A cabeleireira questionava à Mara a necessidade de colocar os cabelos dizendo “Tem certeza? Mas tu tem cabelo”, se referindo aos cabelos naturais de sua cliente, que necessitavam apenas de cuidados. Questionei se ela ia ao salão sozinha, me respondendo:

Mara Lívia: Não, fui com a mãe e ela dizia pra mim “Não vou mais

contigo”, a mãe só vinha aqui comigo pra não me largar sozinha, porque ela tava achando que tava alimentando uma pessoa doente. [...] Gastei um dinheirão naquilo, usei por menos de 2 anos, e achava legal aquele cabelo entrelaçado que não era meu, nada contra quem coloca, mas aí ao ponto de tu odiar o teu e gostar de um outro que tu compra, querer que o teu caia pra ti colocar um padrão como as gurias brancas, a coisa é doentia, né?

(Diário de Campo Mara Lívia e Maria Cecília, 2017).

Como Maria Cecília acompanhava a sua filha, e exprimia sons e palavras de indignação sobre o que a filha relatava, perguntei como ela se sentia participando do processo que ocorria no salão: “Eu me sentia como esse sol horroroso, assim”. O dia estava bastante quente e o sol forte, estávamos sentadas em um canto de um dos pátios do Mercado Público, mas se ficássemos mais alguns minutos o sol iria nos atingir e começar a arder em nossa pele.

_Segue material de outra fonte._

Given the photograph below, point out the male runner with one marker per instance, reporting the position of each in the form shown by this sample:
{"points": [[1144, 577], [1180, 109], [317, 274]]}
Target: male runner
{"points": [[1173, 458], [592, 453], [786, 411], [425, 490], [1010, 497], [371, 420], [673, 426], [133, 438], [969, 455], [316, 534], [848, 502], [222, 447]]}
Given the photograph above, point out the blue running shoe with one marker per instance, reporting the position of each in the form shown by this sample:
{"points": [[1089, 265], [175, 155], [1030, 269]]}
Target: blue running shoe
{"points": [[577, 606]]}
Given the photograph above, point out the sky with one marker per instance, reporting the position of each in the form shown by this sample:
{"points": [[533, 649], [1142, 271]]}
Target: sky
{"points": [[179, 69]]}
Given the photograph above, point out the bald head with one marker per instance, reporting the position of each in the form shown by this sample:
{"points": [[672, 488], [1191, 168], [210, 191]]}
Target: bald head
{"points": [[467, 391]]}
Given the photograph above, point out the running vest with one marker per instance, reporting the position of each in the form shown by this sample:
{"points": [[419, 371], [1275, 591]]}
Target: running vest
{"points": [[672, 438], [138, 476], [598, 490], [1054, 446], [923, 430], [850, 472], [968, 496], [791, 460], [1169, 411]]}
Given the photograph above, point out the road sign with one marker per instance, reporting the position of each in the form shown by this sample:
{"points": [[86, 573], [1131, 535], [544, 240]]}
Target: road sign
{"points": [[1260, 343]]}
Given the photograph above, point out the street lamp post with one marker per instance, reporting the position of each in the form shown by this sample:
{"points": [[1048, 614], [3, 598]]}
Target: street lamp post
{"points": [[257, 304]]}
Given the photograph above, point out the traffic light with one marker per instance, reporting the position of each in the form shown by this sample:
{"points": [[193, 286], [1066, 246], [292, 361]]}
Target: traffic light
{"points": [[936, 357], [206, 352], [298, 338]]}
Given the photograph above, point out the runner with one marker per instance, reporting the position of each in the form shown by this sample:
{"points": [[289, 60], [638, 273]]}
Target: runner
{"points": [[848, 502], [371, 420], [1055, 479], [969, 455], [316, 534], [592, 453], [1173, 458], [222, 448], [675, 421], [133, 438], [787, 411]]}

Maria Cecília: Menina de Deus, eu me sentia meia tonta, porque

sempre tô tomando remédio, e eu dizia “Ai, minha filha, vamos embora”, e até quase 20 horas, né?

Mara Lívia: É, eu ficava horas sentada. Ficava me alimentando mal,

a mãe ali se alimentando mal, comendo lanche, coisa que ela não pode... então além de eu me sacrificar eu sacrificava ela que não tinha nada a ver com aquela coisa doentia.

(Diário de Campo Mara Lívia e Maria Cecília, 2017).

O Brasil, sendo um dos países europeizados pelo processo de colonização, apresenta a patologia, coletiva da estética social, conforme apontado por Guerreiro Ramos. Esta não atinge apenas negros e negras, mas a população como um todo, pois até mesmo o branco brasileiro não apresenta naturalmente a estética europeia. Segundo Guerreiro Ramos a patologia atinge principalmente o brasileiro letrado, aderindo “[...] psicologicamente a um padrão estético europeu e vê os acidentes étnicos do país e a si próprio, do ponto de

vista desse” (1957, p. 25). Conforme o sociólogo negro, a adesão a tal padrão é alienante, pois rejeita critérios locais do que pode ser considerado belo e feio, apresentando assim, uma subserviência inconsciente a um prestígio exterior, que é estranho e artificial à nós.

Com a contestação da diferença racial justificada pela ciência raciológica, o racismo passa a ser mantido na sociedade de várias formas: atribuição à desigualdades sociais, culturais, psíquicas e políticas à noção biológica de raça; basear-se na noção cultural de inferioridade e superioridade de povos, etnias e grupos enquanto substituição a noção de raça; existência de sistema social onde que, grupos humanos identificados por traços raciais ou racializados são colocados em situações desiguais nas diversas esferas sociais.

Neste caso, as desigualdades sociais são tidas como raciais na medida em que se encontrem e se comprovem mecanismo causais, que operem no plano individual e social [...]. Neste sentido, racismo não é mais uma ideologia que justifica desigualdades, mas um sistema que as reproduz. (GUIMARÃES, 2009, p. 217)

Um dos mecanismos que mantém a desigualdade entre indivíduos de raça ou cor diferentes são os mecanismos psicológicos, atuando diretamente na constituição de uma baixa estima, inferiorizando características fenotípicas e/ou culturais tanto pela escolarização quanto por meios informais de informação.